Last night, my girlfriend and I went to a Chicago Pizza Deep Dish Style Joint. That’s its name. I’ll wait for Tdarcos to look that up and confirm there’s no place in Denver called that and return.

All right, thanks. So you can get many diffe– everyone wants the pepperoni deep dish but sometimes you don’t want to look like a ham machine in front of your lady, so you entertain the idea of going in there and getting a health pie.

Okay, she’s not a killjoy, it was me. For some reason I started enjoying green peppers, onions and artichoke on pizza now in a way that is a complete betrayal to young me. I ordered the deep dish for us with those toppings. To young me, I might as well have done so in a Yankees jersey.

They say that it takes them 35 minutes to make the deep dish pie, so that means everyone else in the place is gonna get theirs first because some people go in there and order thin crust, which is this whole other thing. The couple in the booth behind us got their deep dish and they ordered a pizza with bacon on it.

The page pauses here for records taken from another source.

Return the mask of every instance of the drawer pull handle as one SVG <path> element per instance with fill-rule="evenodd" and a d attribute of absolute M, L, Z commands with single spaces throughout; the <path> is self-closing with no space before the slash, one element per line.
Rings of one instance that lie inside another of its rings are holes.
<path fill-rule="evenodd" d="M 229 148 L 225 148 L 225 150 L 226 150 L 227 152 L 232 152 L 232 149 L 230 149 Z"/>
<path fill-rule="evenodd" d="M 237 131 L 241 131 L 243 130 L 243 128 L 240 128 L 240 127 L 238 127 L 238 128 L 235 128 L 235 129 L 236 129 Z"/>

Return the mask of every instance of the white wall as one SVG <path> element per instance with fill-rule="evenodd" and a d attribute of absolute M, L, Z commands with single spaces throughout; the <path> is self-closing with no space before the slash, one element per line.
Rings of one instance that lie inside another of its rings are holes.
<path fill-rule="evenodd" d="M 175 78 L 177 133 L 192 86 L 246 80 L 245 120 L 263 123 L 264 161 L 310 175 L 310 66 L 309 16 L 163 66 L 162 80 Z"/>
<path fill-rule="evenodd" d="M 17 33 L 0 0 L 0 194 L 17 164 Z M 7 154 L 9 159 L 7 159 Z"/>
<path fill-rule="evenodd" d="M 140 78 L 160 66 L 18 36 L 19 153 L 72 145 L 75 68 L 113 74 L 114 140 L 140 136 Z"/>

I know that bacon as a meme is a really tired thing the Internet ruined, but like Kate Upton on the cover of Sports Illustrated, sometimes you get a reminder why something got popular in the first place. The entire place smelled briefly of bacon. That’s a pretty great scent to have wafting around.

I said to my girlfriend that ordering a bacon deep dish pie is the exact opposite of going to a bar’s jukebox and queuing up the entirety of The Steve Miller Band’s Greatest Hits.

Now, regardless of what you thought of that line, she didn’t think it was funny and I insisted that it was. I tweeted it and one person clicked “favorite” and that person has the exact same sense of humor I do.

So MAYBE it’s not as uproarious as I thought it was.

But the point I was making is that we’ve all heard The Steve Miller Band’s Greatest Hits 1974-1978 a million times. That is not an exaggeration.

Look at this thing. Everyone has seen this and heard it way too many times:



I don’t mean “Everyone born in North America has heard it,” I mean everyone on Earth. When those scientists found that one tribe in the Amazon that hadn’t made contact with civilization, the natives shot arrows toward their boat, and the arrowheads all had inscribed some runes upon them that directly translated into the tabs for “Dance Dance Dance.”

I am not even saying it is a BAD album. Wintertime is one of the 200 best songs ever made. The Joker would have been as well if not for the fact that America’s radio stations haven’t gone more than 5 minutes without playing it since its release (helpfully noted in the album’s title to be sometime between 1974 and 1978).

I’m just saying that trapping the denizens of a bar with that album — it’s 14 tracks long and it’s important to remember that you’ve got to endure “True Fine Love” and “The Stake” before getting to The Joker — is the opposite of a nice smell in a bar.

Anyway, so, here’s the thing: someone playing the entirety of the Steve Miller Band Greatest Hits 1974-1978 on a jukebox actually happened to me in a bowling alley when I went home to Rochester one year. Doing this in a bowling alley is even more fiendish than doing it in a bar because you’ve already paid for the lane after someone in your party throws that first gutterball. You’re locked in! At least with a bar there exists the possibility of putting down cash and leaving. I’m not even getting into the fact that this happened in Rochester, another notch for my hometown’s belt. That is what is what I am saying.

(Well, I’m not saying that any more because nobody enjoys this.)

Anyway, if I had more drive, my version of Taken with Robb Sherwin instead of Liam Neeson would have me finding the jukebox guy who did this. 10 years later I’m still reeling.